From the editor’s desk
Published 1:00 am Monday, November 7, 2022
- IR&N letterhead
My first train ride was on the scenic route between Bellingham and Seattle with my dad in 1969. I recall the tracks were still made up of short pieces and generated the signature clickety-clack once emblematic of travel by rail.
Though very far from a Paul Theroux-level of railroad fanatic, I’ve since made many train trips — the ones to Machu Picchu will always stick in my mind. But the most memorable of all was hopping a freight train with a college friend, a magnificently ridiculous stunt that I do not recommend to anyone.
Like many before and since, I formed something of a crush on the Ilwaco Railway & Navigation Company when I moved here in 1991. There’s just something so cool about the idea of little narrow-gauge locomotives puffing along through the sand dunes and scrub pines here on farthest westward edge of the continent. Although I’ve never laid hands on an IR&N locomotive nameplate, annual pass or early stock certificate, my collection of related objects isn’t too bad, ranging from a passenger car seat to the original survey of the proposed route extension between Nahcotta and Oysterville.
But enough bragging. It always make me happy to run a story about any steam engine — including the steam donkeys used by pioneer loggers and the little gasoline-powered ones nursed along by Columbia River fishermen around the turn of the last century. One of our features in this upcoming issue is about the locomotive restoration project in Astoria. It’s by Ron Baldwin of Chinook. (Coincidentally — or maybe not? — the Baldwin company was a major manufacturer of steam locomotives, including for IR&N.)
Since the Observer is printed at around 2 p.m. on Tuesdays, we won’t have preliminary election results in this week’s print edition — and of course with mail voting, definitive results probably won’t be available until much later in the week anyway.
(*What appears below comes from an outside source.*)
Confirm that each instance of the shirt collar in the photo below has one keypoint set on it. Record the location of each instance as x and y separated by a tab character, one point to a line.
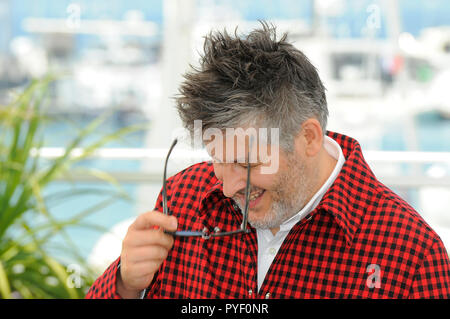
352	191
334	150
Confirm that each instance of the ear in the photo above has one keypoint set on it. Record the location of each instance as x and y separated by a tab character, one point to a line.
309	140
But we will have updated ballot counts online starting around 8:30 p.m. Tuesday and continuing in following days as more votes are tallied. Look for them at chinookobserver.com or at www.facebook.com/ChinookObserver.
However the election turns out, let’s all remain united in our love of old railroad trains and everything else that makes Pacific County so special and unique. As always, the Chinook Observer is on the side of local people, and we greatly appreciate your support.